On an engine that never had seals (like most of these Triumph engines)I would have just turned a knife edge on the top of the guide to prevent "puddling" of oil or just put an "O" ring on the stem like the MG has used on their engines for many years. Much of the oil that gets on the stem comes down from between the keeper halves. All of these factors enter into any design of seal or no-seal design.
I played with a design (on paper) of what I thought would be a great design. I would cut an internal groove on the bottom (port end) of each guide for a Teflon "O" ring and have a drilled drain hole to the crank case and a oil pressure feed to the stem close to the top (spring end)with a good lip seal. This would be a lube and cooler for the stem. Especially for an exhaust stem. If you look at the present design on the intake side it is a full "Loss" oil system where intake manifold vacuum plus crank case pressure runs oil down the stem into the intake and is burned in the combustion chamber. The exhaust is "hap/hazard" lube system as long as back pressure in the exhaust system don't exceed the crank case pressure you get some lubing of the exhaust stem.

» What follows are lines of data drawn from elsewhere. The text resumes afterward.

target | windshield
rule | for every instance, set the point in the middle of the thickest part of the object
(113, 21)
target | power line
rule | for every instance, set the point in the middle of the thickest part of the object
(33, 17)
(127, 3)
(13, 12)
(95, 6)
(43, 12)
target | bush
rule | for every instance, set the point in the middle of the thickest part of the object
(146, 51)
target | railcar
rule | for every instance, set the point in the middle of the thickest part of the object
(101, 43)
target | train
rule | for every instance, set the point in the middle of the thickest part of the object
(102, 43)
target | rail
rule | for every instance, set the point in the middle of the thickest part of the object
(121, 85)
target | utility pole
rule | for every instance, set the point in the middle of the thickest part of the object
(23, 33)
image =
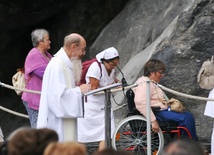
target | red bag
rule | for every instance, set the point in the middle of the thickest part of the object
(85, 65)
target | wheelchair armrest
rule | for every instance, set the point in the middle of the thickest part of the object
(155, 108)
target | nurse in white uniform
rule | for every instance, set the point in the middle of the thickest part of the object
(91, 128)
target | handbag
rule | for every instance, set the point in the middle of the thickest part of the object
(175, 105)
(18, 81)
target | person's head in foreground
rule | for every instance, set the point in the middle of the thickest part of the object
(66, 148)
(29, 141)
(183, 147)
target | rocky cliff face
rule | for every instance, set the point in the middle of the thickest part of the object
(178, 32)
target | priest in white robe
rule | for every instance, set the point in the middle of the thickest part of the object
(209, 111)
(61, 98)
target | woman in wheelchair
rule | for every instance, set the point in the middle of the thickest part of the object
(154, 71)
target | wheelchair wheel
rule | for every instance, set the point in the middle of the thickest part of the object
(131, 135)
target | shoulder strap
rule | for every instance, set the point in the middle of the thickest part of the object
(99, 64)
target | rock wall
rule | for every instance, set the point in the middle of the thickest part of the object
(178, 32)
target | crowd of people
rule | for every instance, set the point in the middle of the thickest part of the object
(61, 98)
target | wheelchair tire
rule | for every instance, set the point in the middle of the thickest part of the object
(131, 135)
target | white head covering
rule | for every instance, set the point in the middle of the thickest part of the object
(107, 54)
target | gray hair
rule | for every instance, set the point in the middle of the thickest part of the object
(38, 35)
(71, 39)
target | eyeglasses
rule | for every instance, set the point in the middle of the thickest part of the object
(83, 49)
(161, 72)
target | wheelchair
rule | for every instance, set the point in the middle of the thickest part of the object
(131, 133)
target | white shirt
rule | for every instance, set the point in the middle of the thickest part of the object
(57, 99)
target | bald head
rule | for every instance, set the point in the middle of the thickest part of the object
(73, 38)
(74, 46)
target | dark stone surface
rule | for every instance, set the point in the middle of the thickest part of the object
(132, 31)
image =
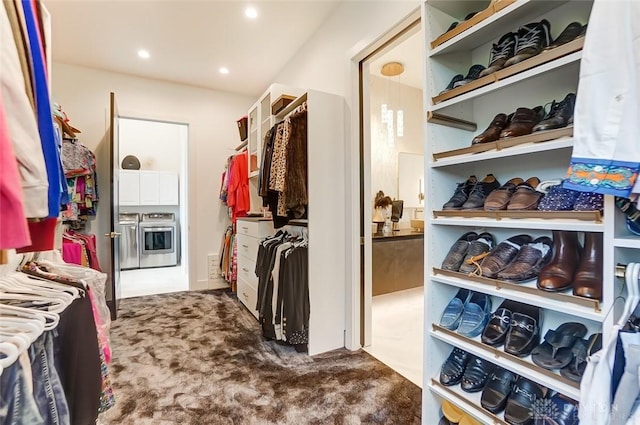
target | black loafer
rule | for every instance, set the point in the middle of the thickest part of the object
(520, 405)
(496, 392)
(453, 368)
(476, 374)
(524, 332)
(562, 411)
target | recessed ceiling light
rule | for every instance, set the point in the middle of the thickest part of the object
(251, 12)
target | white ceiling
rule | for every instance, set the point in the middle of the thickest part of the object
(189, 40)
(407, 51)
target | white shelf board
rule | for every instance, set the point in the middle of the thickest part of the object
(495, 26)
(468, 402)
(506, 152)
(540, 300)
(522, 223)
(627, 242)
(525, 75)
(528, 372)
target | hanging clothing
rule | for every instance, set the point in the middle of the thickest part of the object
(14, 232)
(44, 114)
(21, 123)
(606, 152)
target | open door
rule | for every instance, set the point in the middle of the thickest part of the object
(114, 234)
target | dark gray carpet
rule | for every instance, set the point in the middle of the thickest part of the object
(199, 358)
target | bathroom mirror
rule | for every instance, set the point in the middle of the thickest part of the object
(411, 179)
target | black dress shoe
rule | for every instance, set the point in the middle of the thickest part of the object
(453, 368)
(461, 194)
(455, 79)
(496, 392)
(457, 252)
(500, 257)
(520, 405)
(532, 39)
(570, 33)
(501, 51)
(480, 191)
(495, 332)
(529, 261)
(473, 74)
(559, 114)
(524, 331)
(476, 374)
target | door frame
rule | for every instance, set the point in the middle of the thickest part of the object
(185, 222)
(359, 241)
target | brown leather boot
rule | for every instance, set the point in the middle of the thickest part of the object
(587, 281)
(558, 274)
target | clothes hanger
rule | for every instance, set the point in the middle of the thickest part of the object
(632, 273)
(48, 319)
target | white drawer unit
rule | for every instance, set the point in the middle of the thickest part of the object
(249, 232)
(248, 295)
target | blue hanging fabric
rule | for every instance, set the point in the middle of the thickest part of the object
(43, 107)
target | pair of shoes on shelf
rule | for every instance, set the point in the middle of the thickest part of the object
(557, 410)
(467, 313)
(515, 195)
(514, 394)
(460, 80)
(559, 198)
(471, 194)
(574, 266)
(465, 254)
(514, 47)
(555, 351)
(632, 214)
(518, 123)
(517, 259)
(452, 414)
(463, 368)
(526, 121)
(581, 351)
(515, 325)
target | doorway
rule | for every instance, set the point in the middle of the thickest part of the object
(392, 201)
(153, 203)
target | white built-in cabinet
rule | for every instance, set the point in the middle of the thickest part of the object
(147, 187)
(261, 120)
(448, 161)
(325, 226)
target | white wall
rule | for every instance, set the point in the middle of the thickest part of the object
(213, 135)
(325, 63)
(157, 145)
(385, 146)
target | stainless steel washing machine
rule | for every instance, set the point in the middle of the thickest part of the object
(129, 252)
(158, 239)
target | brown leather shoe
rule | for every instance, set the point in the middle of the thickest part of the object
(523, 122)
(526, 197)
(492, 132)
(499, 198)
(587, 281)
(558, 274)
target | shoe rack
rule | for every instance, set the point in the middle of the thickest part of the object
(450, 159)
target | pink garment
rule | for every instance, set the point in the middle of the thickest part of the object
(14, 232)
(71, 252)
(103, 341)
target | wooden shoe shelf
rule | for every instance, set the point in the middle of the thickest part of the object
(452, 120)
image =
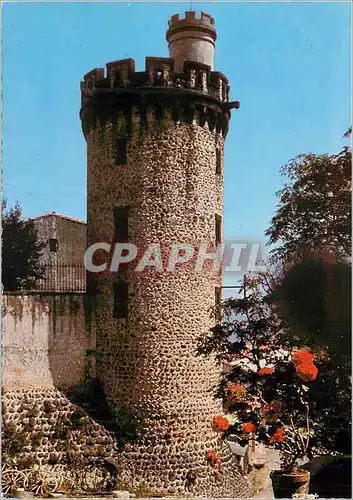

When back pressure exceeds crank case pressure you can see what you get.
There are many small OD stem seals but the guide would have to have been turned down to accept them before the guides were installed. If they have been installed you can't knock them out now and turn them down.

It it were mine an the guides were already in, I would just look at the MG "O" ring and adapt it to this engine.

That is the best I can think of. Let me know how it turns out.